Tweets Per Second on TWITTER.COM
June 5, 2011 1:10 PM   Subscribe

Hi, How many tweets (twitter service) are published per second circa June 2011? And do you think it is increasing exponentially? References would be great. Regards.
posted by raphael19 to Technology (6 answers total)
 
Best answer: Aren't they numbered sequentially?

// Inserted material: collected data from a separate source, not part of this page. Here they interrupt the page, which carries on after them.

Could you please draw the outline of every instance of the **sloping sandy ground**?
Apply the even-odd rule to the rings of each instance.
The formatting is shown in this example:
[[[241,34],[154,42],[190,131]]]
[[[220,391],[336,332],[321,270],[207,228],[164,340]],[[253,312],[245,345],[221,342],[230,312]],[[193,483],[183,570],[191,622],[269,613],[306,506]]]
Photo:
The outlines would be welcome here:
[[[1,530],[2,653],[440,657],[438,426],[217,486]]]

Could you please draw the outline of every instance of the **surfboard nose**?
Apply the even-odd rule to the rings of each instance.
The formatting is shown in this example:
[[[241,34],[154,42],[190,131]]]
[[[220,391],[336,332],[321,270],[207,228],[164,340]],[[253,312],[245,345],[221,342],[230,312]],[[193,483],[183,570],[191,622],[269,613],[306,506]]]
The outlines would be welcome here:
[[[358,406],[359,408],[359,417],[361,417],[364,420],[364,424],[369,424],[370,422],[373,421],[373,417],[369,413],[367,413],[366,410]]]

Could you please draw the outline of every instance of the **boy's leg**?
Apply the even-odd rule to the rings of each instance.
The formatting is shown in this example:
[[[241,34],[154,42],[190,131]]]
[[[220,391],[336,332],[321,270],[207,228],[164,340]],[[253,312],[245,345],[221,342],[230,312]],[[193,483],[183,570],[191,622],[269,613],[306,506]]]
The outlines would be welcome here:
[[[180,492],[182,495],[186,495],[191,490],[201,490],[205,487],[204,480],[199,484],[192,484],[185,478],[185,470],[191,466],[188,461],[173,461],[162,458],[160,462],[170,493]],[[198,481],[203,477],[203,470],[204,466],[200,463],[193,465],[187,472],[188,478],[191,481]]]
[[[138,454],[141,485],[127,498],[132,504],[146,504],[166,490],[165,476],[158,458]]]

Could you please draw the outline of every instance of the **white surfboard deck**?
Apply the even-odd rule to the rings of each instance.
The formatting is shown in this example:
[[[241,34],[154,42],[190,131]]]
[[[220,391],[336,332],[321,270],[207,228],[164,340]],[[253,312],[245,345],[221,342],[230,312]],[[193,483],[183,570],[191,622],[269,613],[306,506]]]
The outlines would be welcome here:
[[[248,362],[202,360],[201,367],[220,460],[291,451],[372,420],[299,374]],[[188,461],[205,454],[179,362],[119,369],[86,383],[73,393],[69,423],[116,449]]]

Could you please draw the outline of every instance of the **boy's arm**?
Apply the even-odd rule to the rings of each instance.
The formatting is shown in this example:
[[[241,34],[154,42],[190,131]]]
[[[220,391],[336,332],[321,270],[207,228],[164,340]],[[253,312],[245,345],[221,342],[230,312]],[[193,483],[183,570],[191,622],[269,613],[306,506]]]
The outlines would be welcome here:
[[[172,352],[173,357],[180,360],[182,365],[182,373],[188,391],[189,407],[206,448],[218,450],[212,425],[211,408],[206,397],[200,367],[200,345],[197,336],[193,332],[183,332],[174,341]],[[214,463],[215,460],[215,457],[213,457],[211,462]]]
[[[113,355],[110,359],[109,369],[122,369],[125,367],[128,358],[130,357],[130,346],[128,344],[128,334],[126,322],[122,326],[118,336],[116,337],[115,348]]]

You could check the numbers a day apart and divide by 86400.
posted by hattifattener at 1:20 PM on June 5, 2011


Best answer: Here are some stats from March.
posted by Knappster at 1:24 PM on June 5, 2011


Best answer: Here's a rough historic graph of tweets per day: http://blog.twitter.com/2010/02/measuring-tweets.html

Here's a more recent TPS graph: http://www.flickr.com/photos/twitteroffice/5681263084/

There are a few records mentioned in the "Growth" subheading of Twitter's entry on Wikipedia: https://secure.wikimedia.org/wikipedia/en/wiki/Twitter#Growth, and then a further update

There's also a question on Quora with a few poorly cited stats: http://www.quora.com/How-many-read-writes-does-Twitter-do-a-second

And it looks like Mashable likes covering these sorts of things: http://mashable.com/2011/01/06/new-years-twitter-record/ http://mashable.com/2011/02/09/twitter-super-bowl-tweets/

As to hattifatterner's suggestion of looking at IDs, as of last summer, Tweets are unfortunately no longer numbered sequentially: http://engineering.twitter.com/2010/06/announcing-snowflake.html
posted by SemiSophos at 5:09 PM on June 5, 2011


Best answer: Grr, way to not proof-read, me. "and then a further update" was supposed be followed by a link to the first Mashable article, but then I found the other article and decided to group them together.
posted by SemiSophos at 5:21 PM on June 5, 2011


Best answer: This blog post from May 31 mentions that there are about 2200 tweets/second. (First sentence under section heading "Surfacing Relevant Tweets".)
posted by blue mustard at 6:06 PM on June 5, 2011


Best answer: I'm not sure if when you wrote "do you think it is increasing exponentially", you meant exponentially in the common usage sense of "really, really fast" or in the technical sense of "with a rate of change directly proportional to the observed number". If it was the former, I'd say yes. If it was the latter, just looking at the data referenced, pretty clearly not.